Sebaliknya, menurut Daily Mail, wanita hidup dalam situasi yang berlawanan dan sering melihat siluet semakin besar setelah menikah.

Namun, bagi Aline, penambahan berat badan wanita tidak ada aturannya dalam praktik. Ini karena pendekatan untuk perubahan berbeda untuk setiap individu. “Ada orang yang menghadapi ujung lebih 'terpencil', yang dapat menyebabkan kenaikan berat badan. Namun, juga cukup umum bagi wanita untuk lebih menjaga diri sendiri setelah putus cinta. Mereka cenderung memilih wacana yang serupa: 'Saya sangat berdedikasi untuk hubungan itu, sekarang saya akan mengurus diri sendiri, ' ”dia mencontohkan.

Psikolog juga menunjukkan bahwa perawatan dengan penampilan audiens perempuan setelah perceraian terkait erat dengan makna hubungan itu bagi mereka.

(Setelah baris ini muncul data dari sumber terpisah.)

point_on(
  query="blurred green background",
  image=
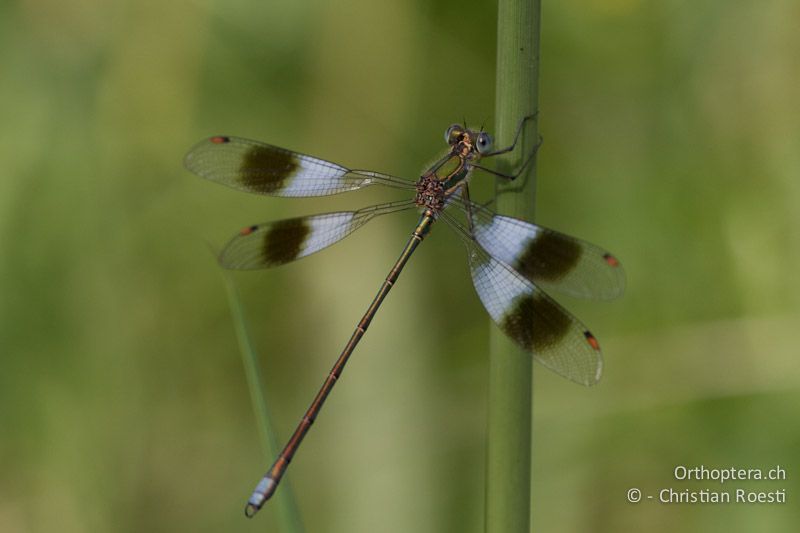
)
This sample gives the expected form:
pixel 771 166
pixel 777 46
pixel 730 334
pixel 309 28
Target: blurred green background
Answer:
pixel 672 138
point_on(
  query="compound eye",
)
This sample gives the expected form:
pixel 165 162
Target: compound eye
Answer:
pixel 484 142
pixel 453 134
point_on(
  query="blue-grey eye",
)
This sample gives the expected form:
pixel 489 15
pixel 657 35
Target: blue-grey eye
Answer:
pixel 453 134
pixel 484 142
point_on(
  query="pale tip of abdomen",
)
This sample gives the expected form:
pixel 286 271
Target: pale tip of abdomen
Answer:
pixel 261 494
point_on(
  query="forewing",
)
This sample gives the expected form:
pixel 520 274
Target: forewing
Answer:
pixel 261 168
pixel 550 259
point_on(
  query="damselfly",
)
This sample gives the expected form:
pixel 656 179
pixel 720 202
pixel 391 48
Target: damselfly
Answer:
pixel 511 261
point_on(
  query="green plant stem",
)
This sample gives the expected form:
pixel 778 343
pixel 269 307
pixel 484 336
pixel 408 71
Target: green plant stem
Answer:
pixel 508 468
pixel 288 515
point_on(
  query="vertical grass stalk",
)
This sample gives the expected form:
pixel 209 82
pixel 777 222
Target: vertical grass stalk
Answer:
pixel 509 446
pixel 288 516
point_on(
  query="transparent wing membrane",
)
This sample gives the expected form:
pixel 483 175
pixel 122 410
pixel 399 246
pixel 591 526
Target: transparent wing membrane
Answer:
pixel 531 318
pixel 261 168
pixel 549 259
pixel 275 243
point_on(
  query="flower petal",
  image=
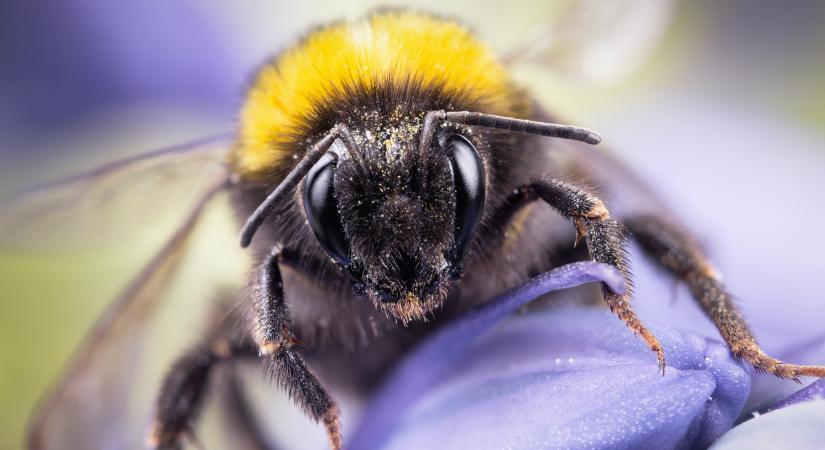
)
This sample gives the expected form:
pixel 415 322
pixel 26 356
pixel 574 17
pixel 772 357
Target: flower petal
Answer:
pixel 566 378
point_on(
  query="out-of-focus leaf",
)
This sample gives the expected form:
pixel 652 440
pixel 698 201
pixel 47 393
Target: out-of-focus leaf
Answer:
pixel 596 41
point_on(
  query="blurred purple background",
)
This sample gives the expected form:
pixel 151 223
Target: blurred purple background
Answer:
pixel 726 118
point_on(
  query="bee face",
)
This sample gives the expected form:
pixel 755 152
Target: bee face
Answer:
pixel 397 215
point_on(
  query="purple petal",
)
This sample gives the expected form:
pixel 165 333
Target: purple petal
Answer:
pixel 566 378
pixel 814 391
pixel 800 426
pixel 419 372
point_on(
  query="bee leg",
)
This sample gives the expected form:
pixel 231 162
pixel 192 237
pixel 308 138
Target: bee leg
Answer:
pixel 679 254
pixel 605 239
pixel 184 390
pixel 275 345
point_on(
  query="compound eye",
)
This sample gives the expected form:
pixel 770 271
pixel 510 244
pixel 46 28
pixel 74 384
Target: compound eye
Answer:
pixel 322 208
pixel 468 175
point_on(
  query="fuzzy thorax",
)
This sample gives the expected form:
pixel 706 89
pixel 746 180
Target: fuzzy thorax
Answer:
pixel 390 57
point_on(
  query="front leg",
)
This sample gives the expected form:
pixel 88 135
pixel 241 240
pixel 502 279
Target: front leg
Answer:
pixel 676 251
pixel 605 238
pixel 275 345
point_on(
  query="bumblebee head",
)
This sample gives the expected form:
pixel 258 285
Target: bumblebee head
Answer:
pixel 397 203
pixel 397 213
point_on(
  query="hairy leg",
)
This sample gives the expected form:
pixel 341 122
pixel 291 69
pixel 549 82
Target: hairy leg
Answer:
pixel 275 346
pixel 678 253
pixel 605 239
pixel 184 390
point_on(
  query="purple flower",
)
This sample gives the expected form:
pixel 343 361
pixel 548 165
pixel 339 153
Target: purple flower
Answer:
pixel 568 378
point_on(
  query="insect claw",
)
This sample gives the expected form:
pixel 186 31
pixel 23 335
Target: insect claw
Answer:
pixel 581 232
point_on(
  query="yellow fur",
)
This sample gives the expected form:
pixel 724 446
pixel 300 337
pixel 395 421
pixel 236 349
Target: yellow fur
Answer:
pixel 392 46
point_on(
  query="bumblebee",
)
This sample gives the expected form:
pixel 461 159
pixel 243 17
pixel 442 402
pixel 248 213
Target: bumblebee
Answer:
pixel 389 176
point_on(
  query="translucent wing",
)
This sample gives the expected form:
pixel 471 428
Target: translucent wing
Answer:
pixel 105 395
pixel 591 40
pixel 127 198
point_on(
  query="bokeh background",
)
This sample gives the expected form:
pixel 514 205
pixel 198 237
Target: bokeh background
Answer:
pixel 722 110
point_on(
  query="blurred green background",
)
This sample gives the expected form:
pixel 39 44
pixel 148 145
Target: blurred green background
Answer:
pixel 87 81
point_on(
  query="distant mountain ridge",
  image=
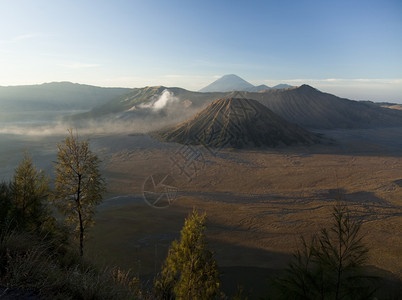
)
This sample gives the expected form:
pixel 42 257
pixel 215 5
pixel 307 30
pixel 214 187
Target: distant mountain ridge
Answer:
pixel 55 96
pixel 303 105
pixel 232 82
pixel 237 123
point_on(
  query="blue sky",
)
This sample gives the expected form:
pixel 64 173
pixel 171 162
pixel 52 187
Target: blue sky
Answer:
pixel 350 48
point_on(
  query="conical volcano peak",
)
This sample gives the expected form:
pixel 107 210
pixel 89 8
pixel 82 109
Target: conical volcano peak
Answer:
pixel 237 123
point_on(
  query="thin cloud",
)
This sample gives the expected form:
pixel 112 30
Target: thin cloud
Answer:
pixel 21 37
pixel 77 65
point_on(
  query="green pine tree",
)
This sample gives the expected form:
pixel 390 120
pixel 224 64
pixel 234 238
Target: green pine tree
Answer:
pixel 190 270
pixel 29 191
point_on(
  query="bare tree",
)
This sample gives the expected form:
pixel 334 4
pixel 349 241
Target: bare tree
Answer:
pixel 79 185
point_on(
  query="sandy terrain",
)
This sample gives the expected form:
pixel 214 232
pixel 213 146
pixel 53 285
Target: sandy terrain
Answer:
pixel 258 202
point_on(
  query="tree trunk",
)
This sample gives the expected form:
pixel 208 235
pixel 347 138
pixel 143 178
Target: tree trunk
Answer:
pixel 80 217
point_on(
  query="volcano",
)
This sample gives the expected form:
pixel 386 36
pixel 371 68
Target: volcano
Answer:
pixel 238 123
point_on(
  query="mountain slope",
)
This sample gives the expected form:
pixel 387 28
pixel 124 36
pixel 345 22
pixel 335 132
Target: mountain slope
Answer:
pixel 228 83
pixel 310 108
pixel 237 123
pixel 304 105
pixel 55 96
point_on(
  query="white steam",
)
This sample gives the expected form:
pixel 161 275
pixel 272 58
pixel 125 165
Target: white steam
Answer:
pixel 165 98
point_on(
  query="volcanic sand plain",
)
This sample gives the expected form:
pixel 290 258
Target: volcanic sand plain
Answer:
pixel 258 201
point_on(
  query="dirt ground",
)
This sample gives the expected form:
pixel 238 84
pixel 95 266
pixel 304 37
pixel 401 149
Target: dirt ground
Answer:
pixel 258 202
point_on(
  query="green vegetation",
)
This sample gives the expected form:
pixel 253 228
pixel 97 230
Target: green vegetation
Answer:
pixel 79 185
pixel 190 271
pixel 29 190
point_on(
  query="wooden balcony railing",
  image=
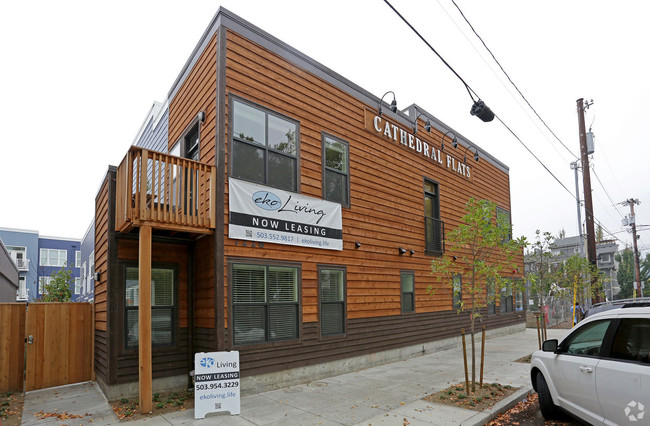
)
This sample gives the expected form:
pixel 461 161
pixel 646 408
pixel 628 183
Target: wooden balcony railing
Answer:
pixel 165 192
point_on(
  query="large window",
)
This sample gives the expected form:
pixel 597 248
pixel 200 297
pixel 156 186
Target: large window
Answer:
pixel 264 303
pixel 331 282
pixel 434 227
pixel 53 257
pixel 163 306
pixel 336 170
pixel 264 146
pixel 407 281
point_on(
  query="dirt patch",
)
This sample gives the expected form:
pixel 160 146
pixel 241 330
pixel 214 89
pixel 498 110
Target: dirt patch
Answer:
pixel 11 408
pixel 480 400
pixel 162 402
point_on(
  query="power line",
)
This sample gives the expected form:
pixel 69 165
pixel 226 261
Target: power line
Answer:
pixel 512 82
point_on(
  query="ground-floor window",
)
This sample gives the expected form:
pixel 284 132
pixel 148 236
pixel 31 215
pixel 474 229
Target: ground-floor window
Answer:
pixel 163 306
pixel 331 282
pixel 265 303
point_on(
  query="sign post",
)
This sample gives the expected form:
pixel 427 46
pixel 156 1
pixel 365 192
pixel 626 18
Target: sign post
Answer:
pixel 216 383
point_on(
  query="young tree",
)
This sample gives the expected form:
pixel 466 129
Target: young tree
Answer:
pixel 58 288
pixel 482 250
pixel 542 266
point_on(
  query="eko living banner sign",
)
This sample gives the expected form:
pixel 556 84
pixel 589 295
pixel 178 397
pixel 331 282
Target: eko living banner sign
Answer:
pixel 260 213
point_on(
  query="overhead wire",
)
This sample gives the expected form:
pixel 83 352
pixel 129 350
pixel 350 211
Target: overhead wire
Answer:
pixel 471 91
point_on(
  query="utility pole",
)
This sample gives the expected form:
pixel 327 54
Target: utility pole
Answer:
pixel 586 185
pixel 575 167
pixel 632 221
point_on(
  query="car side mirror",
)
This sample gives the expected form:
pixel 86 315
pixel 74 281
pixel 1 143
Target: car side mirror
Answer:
pixel 550 345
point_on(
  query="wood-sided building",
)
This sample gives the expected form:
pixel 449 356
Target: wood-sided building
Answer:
pixel 289 218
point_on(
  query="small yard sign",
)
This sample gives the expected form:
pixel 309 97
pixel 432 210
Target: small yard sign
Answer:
pixel 216 383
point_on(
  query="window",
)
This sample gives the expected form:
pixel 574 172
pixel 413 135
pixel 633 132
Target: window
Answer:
pixel 264 146
pixel 53 257
pixel 163 306
pixel 631 342
pixel 19 256
pixel 264 303
pixel 587 340
pixel 503 219
pixel 434 227
pixel 457 284
pixel 331 282
pixel 336 170
pixel 407 280
pixel 506 300
pixel 42 282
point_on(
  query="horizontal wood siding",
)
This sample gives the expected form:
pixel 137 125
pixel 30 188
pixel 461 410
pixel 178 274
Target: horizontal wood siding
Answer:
pixel 164 362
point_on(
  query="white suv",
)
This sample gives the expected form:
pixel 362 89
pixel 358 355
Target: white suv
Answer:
pixel 600 372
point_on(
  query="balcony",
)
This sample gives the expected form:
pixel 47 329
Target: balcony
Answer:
pixel 164 192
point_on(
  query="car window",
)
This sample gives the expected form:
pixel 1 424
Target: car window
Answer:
pixel 632 340
pixel 587 340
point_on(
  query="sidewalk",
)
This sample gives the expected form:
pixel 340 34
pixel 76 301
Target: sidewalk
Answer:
pixel 386 395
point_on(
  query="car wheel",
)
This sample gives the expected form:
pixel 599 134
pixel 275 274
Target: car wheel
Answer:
pixel 548 409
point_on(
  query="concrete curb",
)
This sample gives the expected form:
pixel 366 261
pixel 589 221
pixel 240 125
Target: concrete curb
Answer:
pixel 479 419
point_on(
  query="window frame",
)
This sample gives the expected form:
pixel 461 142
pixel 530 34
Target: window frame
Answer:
pixel 456 296
pixel 123 323
pixel 342 302
pixel 41 257
pixel 231 316
pixel 402 275
pixel 431 247
pixel 232 139
pixel 324 137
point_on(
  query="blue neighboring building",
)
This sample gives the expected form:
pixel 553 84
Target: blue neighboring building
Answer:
pixel 22 246
pixel 37 258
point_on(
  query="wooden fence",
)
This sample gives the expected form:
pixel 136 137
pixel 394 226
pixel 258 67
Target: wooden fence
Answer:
pixel 45 344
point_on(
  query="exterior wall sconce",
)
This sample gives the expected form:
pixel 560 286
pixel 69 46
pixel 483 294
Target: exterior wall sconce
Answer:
pixel 454 141
pixel 476 157
pixel 482 111
pixel 427 125
pixel 393 105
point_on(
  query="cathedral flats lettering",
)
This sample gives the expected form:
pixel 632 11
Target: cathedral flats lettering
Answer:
pixel 411 141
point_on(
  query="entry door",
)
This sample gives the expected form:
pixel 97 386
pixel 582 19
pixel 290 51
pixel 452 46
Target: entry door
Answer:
pixel 59 344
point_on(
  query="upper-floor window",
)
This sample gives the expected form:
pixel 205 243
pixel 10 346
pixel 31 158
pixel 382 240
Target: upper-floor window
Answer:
pixel 336 170
pixel 434 227
pixel 265 146
pixel 503 217
pixel 53 257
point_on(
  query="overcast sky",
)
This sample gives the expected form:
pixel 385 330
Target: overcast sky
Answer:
pixel 78 78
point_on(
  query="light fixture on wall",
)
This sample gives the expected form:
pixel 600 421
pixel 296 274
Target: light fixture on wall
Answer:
pixel 482 111
pixel 476 157
pixel 454 141
pixel 427 125
pixel 393 105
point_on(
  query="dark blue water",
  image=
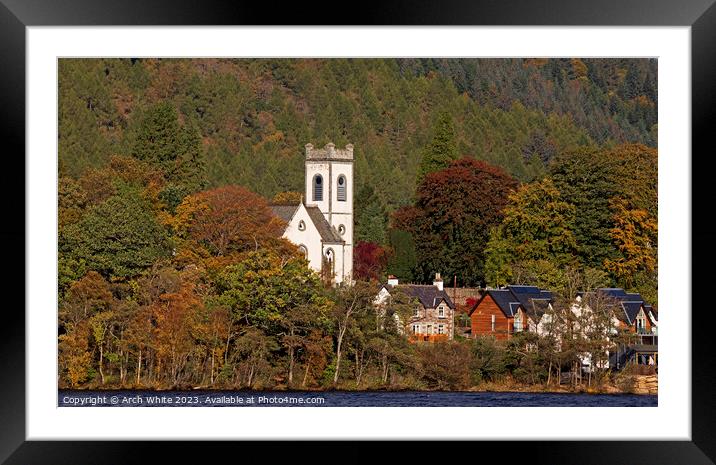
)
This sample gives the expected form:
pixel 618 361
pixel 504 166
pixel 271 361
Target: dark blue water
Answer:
pixel 345 399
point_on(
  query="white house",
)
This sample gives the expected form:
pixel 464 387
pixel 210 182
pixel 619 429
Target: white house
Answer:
pixel 322 224
pixel 434 312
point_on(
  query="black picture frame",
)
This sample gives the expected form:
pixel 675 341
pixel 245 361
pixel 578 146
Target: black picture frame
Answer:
pixel 16 15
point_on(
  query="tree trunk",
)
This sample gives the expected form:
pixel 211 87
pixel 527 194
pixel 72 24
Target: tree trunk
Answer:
pixel 101 357
pixel 212 367
pixel 305 372
pixel 290 364
pixel 251 376
pixel 139 365
pixel 341 333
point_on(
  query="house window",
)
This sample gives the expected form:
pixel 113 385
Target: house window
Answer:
pixel 318 188
pixel 342 188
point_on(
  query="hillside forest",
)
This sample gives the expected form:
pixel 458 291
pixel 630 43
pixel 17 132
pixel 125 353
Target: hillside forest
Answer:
pixel 172 271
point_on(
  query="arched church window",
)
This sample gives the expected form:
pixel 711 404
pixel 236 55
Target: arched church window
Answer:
pixel 342 188
pixel 318 188
pixel 304 251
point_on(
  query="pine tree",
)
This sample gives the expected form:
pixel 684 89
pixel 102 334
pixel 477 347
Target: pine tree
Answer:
pixel 442 149
pixel 371 220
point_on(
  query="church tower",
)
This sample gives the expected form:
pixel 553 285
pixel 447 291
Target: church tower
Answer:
pixel 329 187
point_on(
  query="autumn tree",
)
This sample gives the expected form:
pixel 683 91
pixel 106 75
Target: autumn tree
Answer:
pixel 228 219
pixel 454 212
pixel 117 238
pixel 536 228
pixel 369 261
pixel 349 303
pixel 263 288
pixel 635 235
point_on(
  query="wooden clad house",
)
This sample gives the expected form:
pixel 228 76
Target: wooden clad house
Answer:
pixel 433 316
pixel 502 312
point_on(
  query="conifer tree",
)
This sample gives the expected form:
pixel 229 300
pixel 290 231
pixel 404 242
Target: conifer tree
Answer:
pixel 442 150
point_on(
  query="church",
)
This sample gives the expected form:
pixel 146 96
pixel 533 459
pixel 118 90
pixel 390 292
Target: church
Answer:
pixel 321 225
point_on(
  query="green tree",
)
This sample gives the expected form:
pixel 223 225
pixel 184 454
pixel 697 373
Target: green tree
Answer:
pixel 118 238
pixel 402 260
pixel 162 142
pixel 454 212
pixel 442 150
pixel 371 217
pixel 261 290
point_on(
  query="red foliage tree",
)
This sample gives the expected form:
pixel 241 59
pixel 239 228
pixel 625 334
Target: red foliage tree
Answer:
pixel 228 219
pixel 369 261
pixel 454 211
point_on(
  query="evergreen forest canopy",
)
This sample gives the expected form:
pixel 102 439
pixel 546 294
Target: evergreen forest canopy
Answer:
pixel 172 269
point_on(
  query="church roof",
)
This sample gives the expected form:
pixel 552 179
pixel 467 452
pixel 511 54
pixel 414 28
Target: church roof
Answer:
pixel 285 212
pixel 428 295
pixel 327 232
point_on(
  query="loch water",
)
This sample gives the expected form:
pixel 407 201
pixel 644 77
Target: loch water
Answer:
pixel 126 398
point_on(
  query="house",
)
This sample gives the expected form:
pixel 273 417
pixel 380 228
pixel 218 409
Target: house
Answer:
pixel 638 321
pixel 503 312
pixel 433 316
pixel 321 225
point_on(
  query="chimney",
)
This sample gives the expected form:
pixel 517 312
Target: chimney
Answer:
pixel 438 281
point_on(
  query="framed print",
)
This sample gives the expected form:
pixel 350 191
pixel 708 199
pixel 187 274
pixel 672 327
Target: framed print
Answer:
pixel 474 222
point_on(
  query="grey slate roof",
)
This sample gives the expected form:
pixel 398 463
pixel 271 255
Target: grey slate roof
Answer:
pixel 285 212
pixel 428 295
pixel 532 300
pixel 328 234
pixel 630 303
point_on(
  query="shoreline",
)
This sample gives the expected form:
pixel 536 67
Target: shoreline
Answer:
pixel 490 388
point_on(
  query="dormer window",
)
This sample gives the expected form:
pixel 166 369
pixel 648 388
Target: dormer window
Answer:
pixel 342 188
pixel 318 188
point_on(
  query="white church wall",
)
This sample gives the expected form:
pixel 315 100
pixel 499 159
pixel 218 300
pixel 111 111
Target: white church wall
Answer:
pixel 309 237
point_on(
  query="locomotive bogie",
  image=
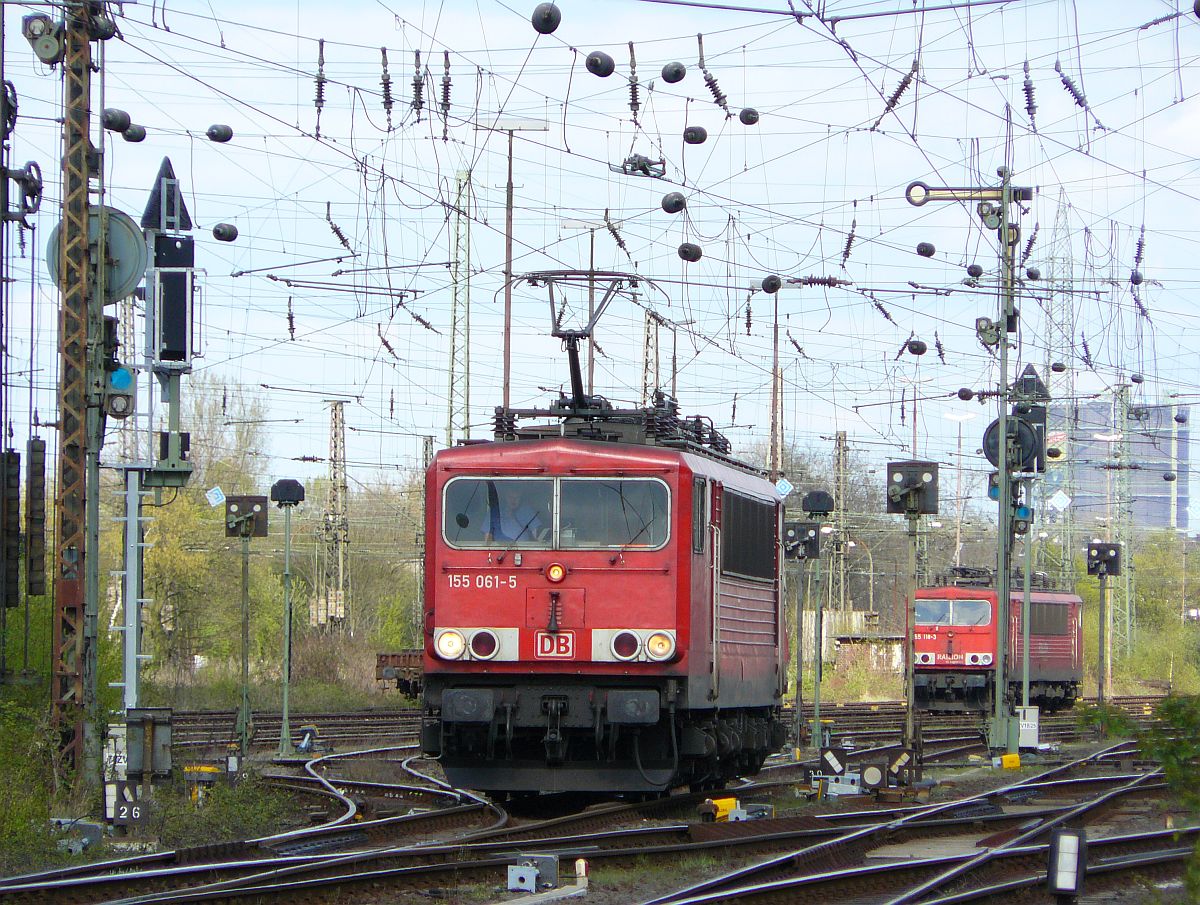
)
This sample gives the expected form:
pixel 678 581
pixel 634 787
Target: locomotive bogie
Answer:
pixel 579 736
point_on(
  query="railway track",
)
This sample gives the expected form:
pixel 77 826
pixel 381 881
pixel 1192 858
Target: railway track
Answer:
pixel 827 856
pixel 199 732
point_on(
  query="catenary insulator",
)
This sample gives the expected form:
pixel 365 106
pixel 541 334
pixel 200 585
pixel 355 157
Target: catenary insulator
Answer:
pixel 115 120
pixel 600 64
pixel 673 72
pixel 546 18
pixel 673 202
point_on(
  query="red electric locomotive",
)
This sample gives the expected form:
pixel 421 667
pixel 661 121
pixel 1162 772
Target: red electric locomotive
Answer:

Tidak ada resep untuk hubungan

Jika Anda khawatir mengidentifikasi beberapa faktor risiko yang ada dalam pernikahan Anda dari penelitian, santai saja. Menurut Aline, tidak ada resep siap, dan hanya pasangan yang dapat menentukan apa yang dilarang dan diizinkan dalam hubungan.

“Jangan katakan apa pun tanpa mengatakan apa-apa dan pastikan untuk mengatakan apa yang kamu pikirkan. Bicara sederhana dan pastikan orang lain memahami pesan Anda. Penting bagi setiap pasangan untuk membuat 'kode etik' mereka sendiri, ”jelasnya.

Akhirnya, cinta dan hormat tidak bisa kurang. Jadi hubungan Anda mungkin akan bertahan lebih lama, terlepas dari apa yang dikatakan penelitian.